At the beginning of the 1980s Hungarian people spent much more on coffee than on personal hygiene and cosmetics. From the onset of the 1980s, the public awareness campaigns about preventing heart attacks tried to hinder the momentum that coffee drinking had gained.
“Bring me a cup of heart attack risk with sugar and cream” – said the Népszabadság, the national daily paper in 1981.
Coffee cups did not receive captions about how harmful coffee is for your health, like cigarette packets did. At the time, drinking coffee was still not considered a true obsession or addiction, with the argument that if coffee drinkers travelled abroad and could not have their favoured drink for one or two weeks, they would not experience brutal withdrawal symptoms. However, coffee combined with cigarettes was considered a strong addiction even in those days.

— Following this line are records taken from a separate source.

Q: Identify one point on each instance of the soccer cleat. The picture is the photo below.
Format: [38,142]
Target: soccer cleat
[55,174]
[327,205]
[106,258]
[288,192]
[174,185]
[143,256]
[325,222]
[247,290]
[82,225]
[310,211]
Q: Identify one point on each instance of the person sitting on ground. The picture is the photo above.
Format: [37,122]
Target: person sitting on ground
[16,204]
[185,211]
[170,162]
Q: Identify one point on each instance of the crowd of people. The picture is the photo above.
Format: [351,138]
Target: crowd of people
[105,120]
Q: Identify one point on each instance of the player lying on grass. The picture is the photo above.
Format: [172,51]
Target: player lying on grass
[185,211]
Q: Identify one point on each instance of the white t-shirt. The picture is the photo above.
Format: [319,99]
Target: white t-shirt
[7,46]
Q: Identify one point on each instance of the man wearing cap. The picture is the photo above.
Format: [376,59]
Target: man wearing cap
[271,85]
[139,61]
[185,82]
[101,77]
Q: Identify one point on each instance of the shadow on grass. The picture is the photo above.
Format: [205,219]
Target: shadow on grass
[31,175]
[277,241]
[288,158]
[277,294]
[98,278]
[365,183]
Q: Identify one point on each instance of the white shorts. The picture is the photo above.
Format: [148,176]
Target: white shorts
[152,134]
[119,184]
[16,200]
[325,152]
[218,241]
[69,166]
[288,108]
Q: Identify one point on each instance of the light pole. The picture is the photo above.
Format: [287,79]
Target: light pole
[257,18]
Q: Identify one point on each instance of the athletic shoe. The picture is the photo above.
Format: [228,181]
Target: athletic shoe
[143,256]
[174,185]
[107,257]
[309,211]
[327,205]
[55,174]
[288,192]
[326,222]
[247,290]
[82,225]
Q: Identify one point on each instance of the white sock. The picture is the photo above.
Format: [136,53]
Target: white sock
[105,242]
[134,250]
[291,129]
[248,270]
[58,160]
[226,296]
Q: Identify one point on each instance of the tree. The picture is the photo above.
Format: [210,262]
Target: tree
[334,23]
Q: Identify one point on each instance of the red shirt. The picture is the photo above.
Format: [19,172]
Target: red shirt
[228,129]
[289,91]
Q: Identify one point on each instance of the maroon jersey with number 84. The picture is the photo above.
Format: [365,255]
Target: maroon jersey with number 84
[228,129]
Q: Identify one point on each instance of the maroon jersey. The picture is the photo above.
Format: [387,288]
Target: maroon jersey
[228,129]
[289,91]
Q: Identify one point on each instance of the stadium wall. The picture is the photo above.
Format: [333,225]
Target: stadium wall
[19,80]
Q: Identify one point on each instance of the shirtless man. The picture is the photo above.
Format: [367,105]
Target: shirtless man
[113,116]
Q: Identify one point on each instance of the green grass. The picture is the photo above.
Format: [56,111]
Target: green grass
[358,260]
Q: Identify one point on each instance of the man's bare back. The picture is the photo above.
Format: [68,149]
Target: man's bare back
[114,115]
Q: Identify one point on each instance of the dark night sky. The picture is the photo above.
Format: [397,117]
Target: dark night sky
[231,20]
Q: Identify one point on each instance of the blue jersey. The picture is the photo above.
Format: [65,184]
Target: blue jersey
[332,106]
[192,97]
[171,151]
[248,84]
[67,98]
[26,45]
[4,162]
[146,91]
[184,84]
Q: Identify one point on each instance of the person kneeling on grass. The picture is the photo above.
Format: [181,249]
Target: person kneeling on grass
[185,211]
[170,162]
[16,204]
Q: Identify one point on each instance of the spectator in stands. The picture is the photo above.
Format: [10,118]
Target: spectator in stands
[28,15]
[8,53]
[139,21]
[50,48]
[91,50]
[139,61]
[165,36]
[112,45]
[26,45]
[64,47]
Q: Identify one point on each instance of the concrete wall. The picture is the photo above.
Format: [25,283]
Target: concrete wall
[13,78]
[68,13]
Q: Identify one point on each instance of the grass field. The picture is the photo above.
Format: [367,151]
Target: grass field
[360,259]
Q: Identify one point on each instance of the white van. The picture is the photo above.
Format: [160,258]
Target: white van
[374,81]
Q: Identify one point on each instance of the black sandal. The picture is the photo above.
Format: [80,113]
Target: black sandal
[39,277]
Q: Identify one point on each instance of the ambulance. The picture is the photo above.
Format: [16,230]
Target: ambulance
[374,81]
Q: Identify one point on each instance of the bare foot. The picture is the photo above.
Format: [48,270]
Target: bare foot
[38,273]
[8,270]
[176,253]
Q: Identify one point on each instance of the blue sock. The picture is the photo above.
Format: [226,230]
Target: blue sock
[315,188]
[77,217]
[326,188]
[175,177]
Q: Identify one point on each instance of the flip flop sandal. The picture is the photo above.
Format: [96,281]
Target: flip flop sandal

“Time for the afternoon coffee. The ground-floor corridor of the workers’ hostel designated as the hall was thick with smoke.” – a common situation described in an article in 1986.

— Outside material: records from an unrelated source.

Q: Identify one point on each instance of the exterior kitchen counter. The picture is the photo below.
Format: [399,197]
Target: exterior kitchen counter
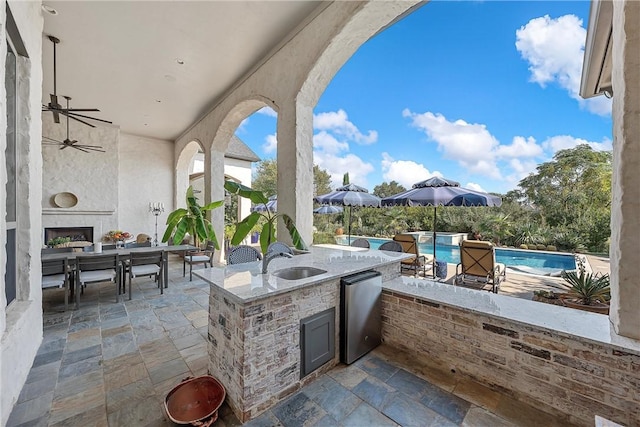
[256,321]
[245,283]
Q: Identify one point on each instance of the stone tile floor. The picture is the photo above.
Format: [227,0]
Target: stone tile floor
[112,364]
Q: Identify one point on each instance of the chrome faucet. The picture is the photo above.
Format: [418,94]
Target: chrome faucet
[268,257]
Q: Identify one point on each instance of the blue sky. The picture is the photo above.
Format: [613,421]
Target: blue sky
[478,92]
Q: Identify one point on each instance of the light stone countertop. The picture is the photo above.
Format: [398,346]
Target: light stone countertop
[245,283]
[559,320]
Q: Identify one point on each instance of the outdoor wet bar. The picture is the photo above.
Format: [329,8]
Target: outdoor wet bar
[255,320]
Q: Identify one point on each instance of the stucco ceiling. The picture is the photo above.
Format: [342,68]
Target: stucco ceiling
[122,57]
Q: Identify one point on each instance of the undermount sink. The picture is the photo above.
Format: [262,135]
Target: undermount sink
[296,273]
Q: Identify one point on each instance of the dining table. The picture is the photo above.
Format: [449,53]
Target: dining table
[123,254]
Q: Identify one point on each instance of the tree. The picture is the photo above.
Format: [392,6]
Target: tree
[573,192]
[266,177]
[388,189]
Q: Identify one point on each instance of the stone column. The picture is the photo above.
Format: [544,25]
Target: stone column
[625,206]
[214,190]
[295,168]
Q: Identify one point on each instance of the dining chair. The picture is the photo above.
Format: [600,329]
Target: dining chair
[130,245]
[147,264]
[198,256]
[55,274]
[243,253]
[55,250]
[95,269]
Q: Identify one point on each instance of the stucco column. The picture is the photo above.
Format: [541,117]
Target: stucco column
[295,168]
[214,190]
[625,207]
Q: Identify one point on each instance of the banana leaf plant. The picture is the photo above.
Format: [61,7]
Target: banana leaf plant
[268,233]
[192,220]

Coffee combined with a cigarette as a ritual to start the day off became widespread at the beginning of the 1980s. At the time, every person consumed two and a half kilograms of coffee a year. Excessive coffee drinking was able to cause insomnia, tension, ulcers as well as migraines. And although the culture of drinking coffee has been re-evaluated with good-quality coffee being pushed to the forefront, the coffee made in a Szarvasi coffee-maker made a lasting impression.
 Magyarország, 1985. szeptember 29. 24. o.
 Magyarország, 1975. január 5. 20. o.
 Ludas Matyi, 1974. július 11. 6. o.
 Újhelyi János. Szárnyasoltár. Új Írás, 1974. december 54. o.
 Kéri Tamás: Rend az üzemben. Társadalmi Szemle, 1976. 10. 87. o.
 Magyar Ifjúság, 1980. szeptember 26. 4. o.
 Népszabadság, 1981. április 25. 6. o.
 Ország-Világ 1986. október 29. 22. o.
 Népszabadság, 1981. április 25. 6. o.